A Week of Koby's Quick Hits - Aug. 6-10

Big Data Evangelist, IBM

Here are the quick-hit ponderings that I posted on various LinkedIn big data discussion groups this past week. I opened up one new theme–Big Media (which I'd introduced a few weeks back at this IBM big-data-relevant site) –and extended my existing discussions of peta-governance (going beyond what Tom Deutsch and I discussed recently in the IBM Data Management magazine), prediction markets (ideas stimulated by LinkedIn discussions), decision scientists (a shortened version of a blog that will appear imminently at the new IBM big data hub), and all “in memory” (wherein I split hairs on the definition of "all"):

August 6 – Peta-governance? Controlling the explosion of big data models will prove difficult

Big data rides on a never-ending stream of new statistical, predictive, segmentation, behavioral and other advanced analytic models. As you ramp up your data scientist teams and give them more powerful modeling tools, you will soon be swamped with models. How can you possibly govern the exponentially growing pool of models, many of which are key intellectual property, with tight controls that you can scale without strangling the creativity of your data scientists by making them jump through frustrating bureaucratic hoops?

Big data analytics demands governance–let's face it, some level of repeatable bureaucracy–if it's designed to produce artifacts that are deployed into production applications. For example, how many in-production churn models are you managing across your various channels? What's the latest approved version of each? How well does it fit the latest customer data pulled in from the data warehouse and other customer data stores? Was it promoted to production in a controlled fashion after being scored against the latest customer data and compared with various challenger models? Which of your churn-knowledgeable data scientists and subject matter experts, if any, takes responsibility for approval of the latest and greatest model at any point in time?

Too many organizations implement haphazard model governance within and among their disparate big data initiatives. The sheer scale of your big data science will make the governance imperative more urgent.

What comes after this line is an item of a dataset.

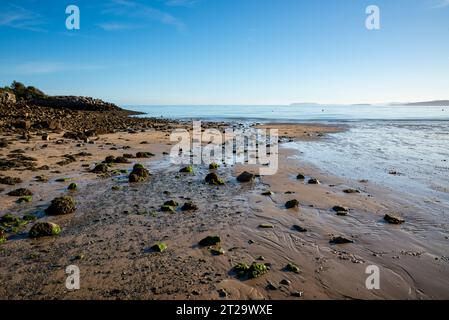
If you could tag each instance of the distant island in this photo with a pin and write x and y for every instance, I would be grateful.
(435, 103)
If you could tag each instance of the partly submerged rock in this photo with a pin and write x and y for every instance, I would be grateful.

Your data science teams will produce:

  • more and more models (segmentation, churn, upsell, cross sell, experience optimization, anti-fraud, social graph analysis, etc.)
  • developed in more and more tools and languages (R, SPSS, MapReduce, Java, SAS, etc.)
  • with more and more variables (interactions, behaviors, transactions, clicks, locations, demographics, psychographics, socioeconomics, semantics, etc.), fed from
  • fed with data from more and more sources (social media, CRM, OLTP, data warehouses, billing, sales and marketing, etc.)
  • scored and validated according to more and more schedules (as-needed, batch, near-real-time, real-time)
  • driving optimizations in more and more business processes (customer-facing, such as sales, marketing, call centers, self-service portal, etc., and back-office, such as order fulfillment, manufacturing, and finance)

Peta-scale big data governance demands tools such as IBM SPSS Collaboration and Deployment Services to automate standard processes for life-cycle management of models created in and imported from diverse tools. To avoid fostering an unmanageable glut of myriad statistical models, your big data sandboxing environment should support strong life-cycle governance of models and other artifacts developed by your data scientists, regardless of what tools they use. Key governance features include check in/check-out, change tracking, version control, and collaborative development and validation. Your sandboxing platforms and modeling tools should ensure consistent governance automation, and managed collaboration across multidisciplinary teams working on your most challenging big data analytics initiatives.

See previous quick-hit on this topic and respond here.

August 7 – Big Media?

Social media are powering the Big Data revolution. Much of the impetus for this new paradigm has come from the onrush of user-generated social chatter–tweets, status updates, and the like–which provide a rich vein of market intelligence for marketing, sales, brand, and other consumer-facing professionals. Most of this new data is unstructured text that, via the magic of natural language processing, can reveal trends in customer awareness, sentiment, and propensities.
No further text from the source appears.